C’est simple, le roi Pelé dit de lui qu’il est le meilleur joueur qu’il ait vu jouer, tandis que le grand Maradona le considère comme son idole. D’ailleurs, les puristes du football résument ça d’une phrase : « Maradona good, Pelé better, George Best ! ».
Virtuose
Techniquement, c’était un virtuose, un dribbleur d’une facilité insolente, et en même temps sur le terrain, il jouait avec passion. Il est peut-être le premier à avoir fait du foot un véritable sport de spectacle. Et il l’assumait, lui qui disait : « J’ai toujours vu le terrain comme une scène, c’est pour cela que j’aimais jouer le soir, courir sous les projecteurs, j’adorais que les gens se lèvent quand j’avais dribblé un joueur, alors parfois je revenais sur mes pas pour le dribbler encore ».
Sauf que paradoxalement, c’est en dehors des terrains qu’il a construit sa légende, dans les pubs notamment. D’ailleurs, l’anagramme de George Best, c’est « Go get beers » ! Et lui-même disait souvent : « J’ai dépensé tout mon argent dans les voitures, l’alcool et les femmes. Tout le reste, je l’ai gaspillé. » Ses frasques ont forcément heurté les bonnes mœurs des années 60, car il n’y avait pas que les défenseurs qu’il aimait provoquer…
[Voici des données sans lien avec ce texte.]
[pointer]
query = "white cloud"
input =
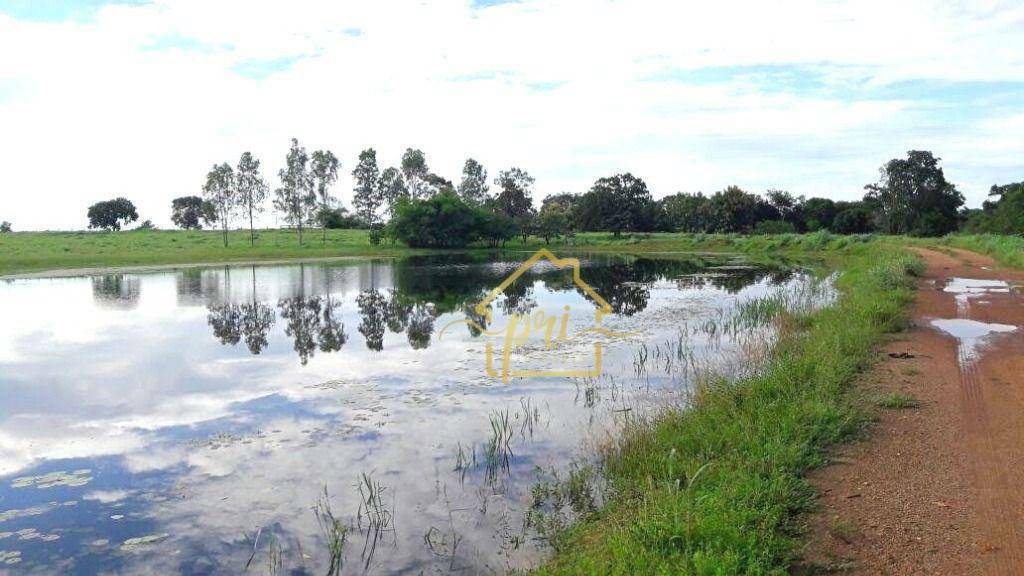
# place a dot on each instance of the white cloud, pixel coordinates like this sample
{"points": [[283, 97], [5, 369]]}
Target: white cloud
{"points": [[140, 99]]}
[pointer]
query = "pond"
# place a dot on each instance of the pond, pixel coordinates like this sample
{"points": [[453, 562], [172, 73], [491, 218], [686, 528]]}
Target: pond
{"points": [[339, 417]]}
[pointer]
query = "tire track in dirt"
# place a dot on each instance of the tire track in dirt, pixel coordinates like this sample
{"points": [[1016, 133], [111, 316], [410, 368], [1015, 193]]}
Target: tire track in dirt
{"points": [[938, 489]]}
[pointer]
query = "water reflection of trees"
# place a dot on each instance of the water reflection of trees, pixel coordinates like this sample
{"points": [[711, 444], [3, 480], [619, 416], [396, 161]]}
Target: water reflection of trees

C’était un autre temps, les matchs en noir et blanc et les maillots sans sponsors. À l’époque, dans les vestiaires, les jeunes nettoyaient les crampons des anciens et on pissait dans les nouvelles godasses pour les « faire », comme on dit. Bref : le foot-business n’existait pas.
George Best jouait, évidemment, à Manchester United. Le grand club des années 60 avec lequel il gagne deux championnats d’Angleterre, puis la coupe d’Europe en 68. Il n’a alors que 22 ans. C’est à ce moment-là qu’il devient l’idole du royaume, avec ses cheveux longs et son maillot rouge qui dépasse du short. On raconte qu’il recevait alors plus de 10 000 lettres par semaine…
Le cinquième Beatles
En fait, George Best est tout simplement la première rock star du football. À tel point qu’il est vite comparé aux autres stars à cheveux longs de l’époque, issus de l’autre grande ville ouvrière de l’Angleterre, Liverpool… Il était carrément surnommé le « cinquième Bealtes ». C’est d’ailleurs le titre d’un livre publié par Vincent Duluc, journaliste de L’Équipe, et réédité récemment chez Arthaud. Un portrait génial, qu’on recommande, dont voici un extrait : « Quand ils se pencheraient sur le basculement du siècle, les journalistes écriraient que les Beatles fournissaient la musique et que George s’occupait de la chorégraphie. La bande sonore serait presque la même : les cris des filles hystériques et amoureuses de ces gueules d’ange. »
Et comme celle des Beatles, cette grande révolution sur le terrain s’est terminée trop tôt. George Best joue son dernier match de haut-niveau à 27 ans, avec Manchester, avant de s’égarer dans des nuits enivrées et des dettes impayées. Sa cirrhose le mène à une greffe du foie en 2002, ce qui ne l’empêchera pas de continuer de boire. Il meurt en 2005, à 59 ans.
George Best, c’est un peu le scénario classique du génie romantique, dépassé par son propre succès et c’est aussi une bonne leçon, donc, pour consoler Kylian Mbappé de ne pas avoir remporté le Ballon d’or hier soir.